There were numerous writings on the Edict besides those above enumerated. They were sometimes simply entitled Ad Edictum, according to the citations in the Digest; and there were also other juristical writings, not so entitled, which followed the order of the Edict, as, for instance, the epitome of Hermogenianus (Dig. 1 tit. 5 s2). Ultimately, the writings on the Edict, and those which followed the arrangement of the Edict, obtained more authority than the Edict itself, and became the basis of instruction.
Some few fragments of the older edicts are found in the Roman writers, but it is chiefly from the writings of the jurists, as excerpted in the Digest, that we know anything of the Edict in its later form. It seems pretty clear that the order of Justinian's Digest, and more particularly that of his Code, to some extent followed that of the Edict. The writings on the Edict, as well as the Edict itself, were divided into tituli or rubricae, and these into capita; some special or detached rules were named clausulae; and some parts were simply named edictum, as Edictum Carbonianum, &c.
The Edicta or Edictales Leges of the emperors are mentioned under Constitutio.

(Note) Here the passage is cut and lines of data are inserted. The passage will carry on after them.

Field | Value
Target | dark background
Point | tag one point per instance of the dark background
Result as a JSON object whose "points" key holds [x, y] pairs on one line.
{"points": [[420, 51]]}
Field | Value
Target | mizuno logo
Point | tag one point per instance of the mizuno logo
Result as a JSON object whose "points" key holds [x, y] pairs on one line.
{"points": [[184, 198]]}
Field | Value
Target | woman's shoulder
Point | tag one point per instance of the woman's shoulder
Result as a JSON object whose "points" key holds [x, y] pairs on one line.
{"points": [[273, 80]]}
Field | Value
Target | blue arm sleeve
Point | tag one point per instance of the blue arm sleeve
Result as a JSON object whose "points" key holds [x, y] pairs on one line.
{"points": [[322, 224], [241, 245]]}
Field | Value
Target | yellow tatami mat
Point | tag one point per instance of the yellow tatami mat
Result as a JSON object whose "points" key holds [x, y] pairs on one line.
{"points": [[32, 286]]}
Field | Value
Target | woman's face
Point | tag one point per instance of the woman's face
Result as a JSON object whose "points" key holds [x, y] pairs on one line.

The Digest, as already observed, contains numerous fragments of the Edicts. The most complete collection of the fragments of the Edicts is by Wieling, in his "Fragmenta Edicti Perpetui," Franck. 1733. The latest essay on the subject is by C. G. L. de Weyhe, "Libri Tres Edicti sive de Origine Fatisque Jurisprudentiae Romanae praesertim Edictorum Praetoris ac de Forma Edicti Perpetui," Cell. 1821. The twenty-first book of the Digest (tit. 1) is on the Aedilitium Edictum. (Zimmern, Geschichte des Röm. Privatrechts; Marezoll, Lehrbuch, &c.; Rein, Das Römische Privatrecht, &c., Leipzig, 1836; Savigny, Geschichte des R. R., &c. vol. 1 c1; Savigny, System, &c., vol. 1 pp109, &c., 116, &c.)